Und es ist ja auch nicht so dass diese Pumpe besonders günstig war, sie hat vor 3 Jahren 580,00 Eur gekostet, das kostet z.B. die Aquamax nicht und hat einen wesentlich geringeren Stromverbrauch. Bei der Aquamax kann man auch gleich den Skimmer mit anschließen, kann ich bei der Messner z.B. auch nicht.

Isch glaube so was nennt man teures Lehrgeld bezahlen  :__ nase


----------



## Jürgen-V (28. März 2008)

*AW: Pumpe + enormer Stromverbrauch ?*

hallo kerstin
ich hatte das gleiche problem. meine förderte 25000ltr und schluckte dabei
500watt.:? 
ich habe mir jetzt eine rohrpumpe von daniel besogrt.
30000ltr mit 200watt für unter 250€ und man kann sie auch noch dimmen.
sie läuft schön leise, hat aber den nachteil daß sie nur wenig höhe (meine 4,5m) überwinden können.

auf diesen link kannst du sie dir mal anschauen, aber nicht dort kaufen 
viel zu teuer. 
http://cgi.ebay.de/Rohrpumpe-Power-...ryZ84203QQssPageNameZWDVWQQrdZ1QQcmdZViewItem

vielleicht ist daß ja was für dich. 

gruß
jürgen


----------



## Armin (28. März 2008)

*AW: Pumpe + enormer Stromverbrauch ?*

Hallo Kerstin,

hier gibt es auch noch sehr günstige Teichpumpen :

http://aquarium.lu/contents/de/d113.html?lmd=39509.538889

Gruß Armin


----------



## Jürgen-V (28. März 2008)

*AW: Pumpe + enormer Stromverbrauch ?*

hallo armin
die pumpen sind dort echt günstig. 
brauchen aber immer noch doppelt soviel strom wie eine rohrpumpe.
sind dafür aber auch 3x kleiner. 

wäre aber eine alternative, zu den teuren stromfressern. 

gruß
jürgen


----------



## Armin (28. März 2008)

*AW: Pumpe + enormer Stromverbrauch ?*



			
				jürgen und heike schrieb:
			
		

> hallo armin
> die pumpen sind dort echt günstig.
> brauchen aber immer noch doppelt soviel strom wie eine rohrpumpe.
> sind dafür aber auch 3x kleiner.
> ...



Hy Jürgen,

deine Rohrpumpe kommt auch v. diesem Händler, der ist der Generalimporter der Chinapumpen und macht auch Großhandel.

Gruß Armin


----------



## Dodi (28. März 2008)

*AW: Pumpe + enormer Stromverbrauch ?*

Moin Armin!

Danke für den Link! 
Die Pumpen sind echt günstig!

Hast Du solche im Einsatz, sind die zuverlässig und gut im Gebrauch, also auch wirklich zu empfehlen?


----------



## Armin (28. März 2008)

*AW: Pumpe + enormer Stromverbrauch ?*

Hy,

nein, ich habe bei mir Rohrpumpen v.
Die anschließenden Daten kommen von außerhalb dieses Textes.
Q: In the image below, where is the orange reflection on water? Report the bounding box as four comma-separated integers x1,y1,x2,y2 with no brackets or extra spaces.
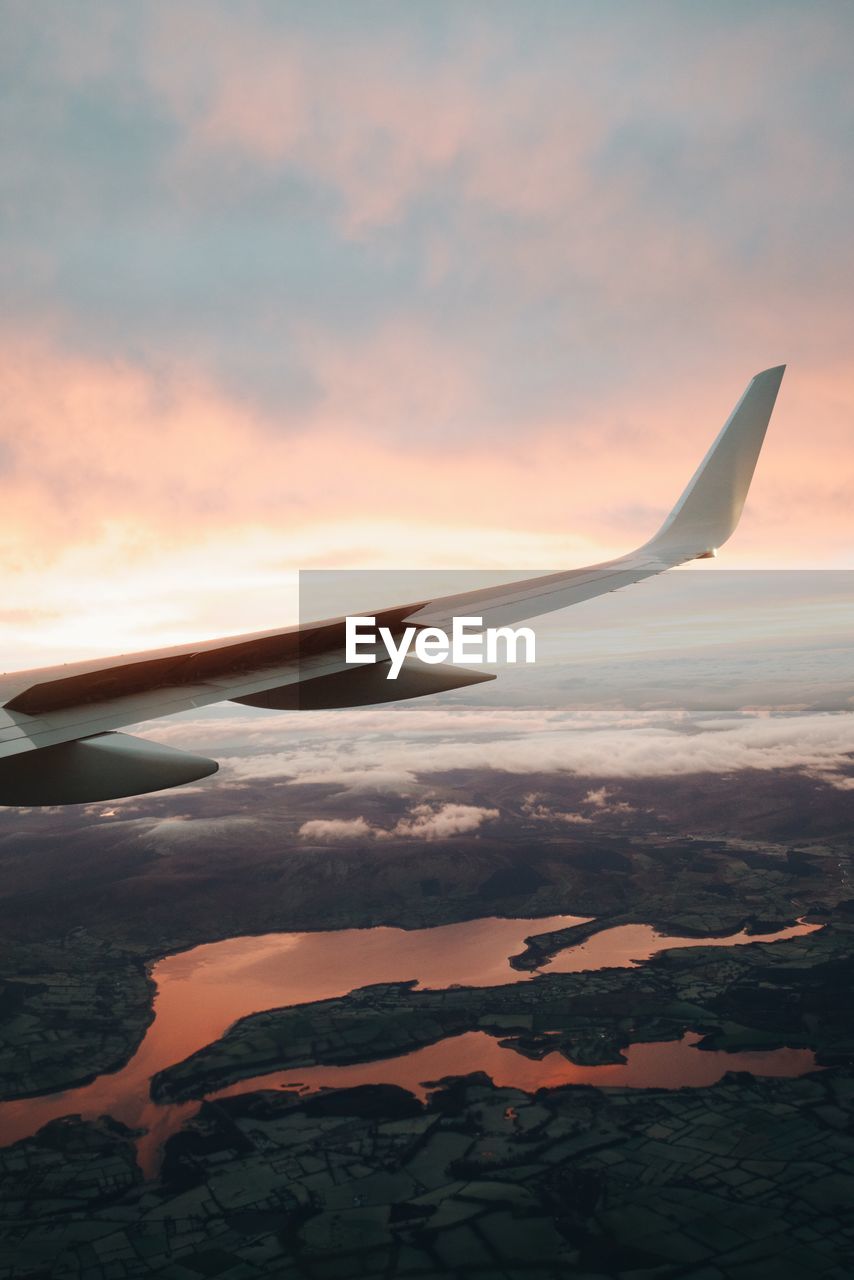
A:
132,1031,818,1176
0,914,586,1152
546,920,817,972
217,1030,819,1105
0,912,821,1175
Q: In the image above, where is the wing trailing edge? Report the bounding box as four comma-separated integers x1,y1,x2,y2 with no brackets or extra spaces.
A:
235,657,496,710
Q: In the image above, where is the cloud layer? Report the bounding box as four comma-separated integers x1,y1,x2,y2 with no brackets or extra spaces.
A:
145,697,854,797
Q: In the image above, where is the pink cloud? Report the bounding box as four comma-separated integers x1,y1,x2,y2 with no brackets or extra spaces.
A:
1,325,851,667
145,7,486,231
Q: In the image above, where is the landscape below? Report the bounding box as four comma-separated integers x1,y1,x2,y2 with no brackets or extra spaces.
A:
0,766,852,1277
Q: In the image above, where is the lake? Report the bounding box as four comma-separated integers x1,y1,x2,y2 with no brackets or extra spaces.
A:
0,912,820,1174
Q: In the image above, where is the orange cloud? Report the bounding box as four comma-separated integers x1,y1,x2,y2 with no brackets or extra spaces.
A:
0,323,850,673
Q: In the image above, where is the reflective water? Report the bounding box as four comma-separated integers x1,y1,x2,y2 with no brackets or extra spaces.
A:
215,1031,818,1104
0,913,820,1173
544,920,815,972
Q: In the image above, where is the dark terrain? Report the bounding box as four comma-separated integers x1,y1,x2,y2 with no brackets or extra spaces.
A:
0,766,852,1277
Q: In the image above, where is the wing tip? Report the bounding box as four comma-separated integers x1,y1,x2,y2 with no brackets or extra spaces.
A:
645,363,786,557
754,363,786,383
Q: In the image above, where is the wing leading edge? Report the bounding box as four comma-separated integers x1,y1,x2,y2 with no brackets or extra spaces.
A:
0,365,785,804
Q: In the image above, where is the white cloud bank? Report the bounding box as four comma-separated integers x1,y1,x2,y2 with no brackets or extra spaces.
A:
298,803,499,843
297,817,375,842
210,706,854,794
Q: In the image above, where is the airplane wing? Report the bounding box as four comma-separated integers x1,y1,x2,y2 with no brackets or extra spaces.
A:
0,365,785,805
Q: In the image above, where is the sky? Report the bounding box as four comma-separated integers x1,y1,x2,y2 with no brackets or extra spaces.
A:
2,0,853,670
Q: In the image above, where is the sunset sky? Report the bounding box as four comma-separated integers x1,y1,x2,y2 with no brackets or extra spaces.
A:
2,1,853,669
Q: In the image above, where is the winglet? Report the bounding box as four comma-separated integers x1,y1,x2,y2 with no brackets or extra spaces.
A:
646,365,785,558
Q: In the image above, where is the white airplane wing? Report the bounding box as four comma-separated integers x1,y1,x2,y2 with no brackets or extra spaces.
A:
0,365,785,805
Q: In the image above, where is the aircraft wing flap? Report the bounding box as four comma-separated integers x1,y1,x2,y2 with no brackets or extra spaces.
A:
0,727,28,743
0,651,350,763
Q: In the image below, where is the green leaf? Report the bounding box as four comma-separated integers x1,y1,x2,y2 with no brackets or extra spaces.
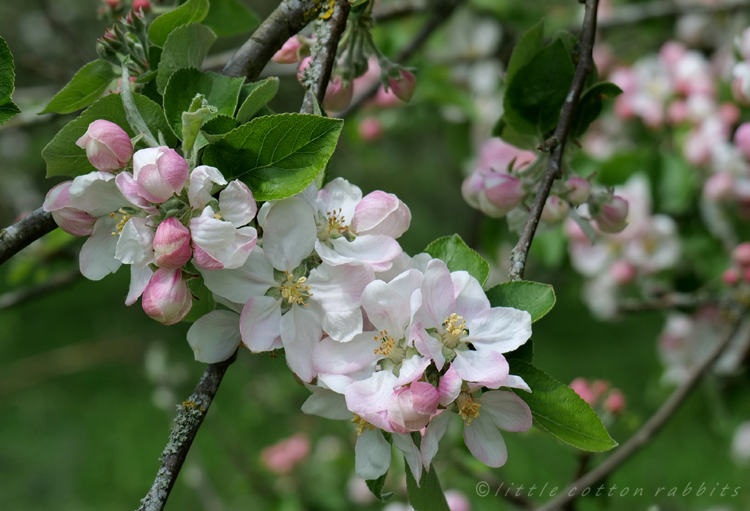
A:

Linn und Fiap am Laufen.
Die chin. Rohrpumpn laufen schon an einigen Teichen und tun das, was sie versprechen. Über die kleinen Teichpumpen habe ich keine Erfahrungswerte. Aber bei dem Preis incl. der Garantie kann man sich ja wieder eine kaufen, sollte die Garantiezeit abgelaufen sein.

Die Pumpen kosten ja nur ein Bruchteil v. dem, was Markenpumpen wie Oase, Messner, Seerose usw. kosten. Und im Stromverbrauch sind sie auch nicht schlecht.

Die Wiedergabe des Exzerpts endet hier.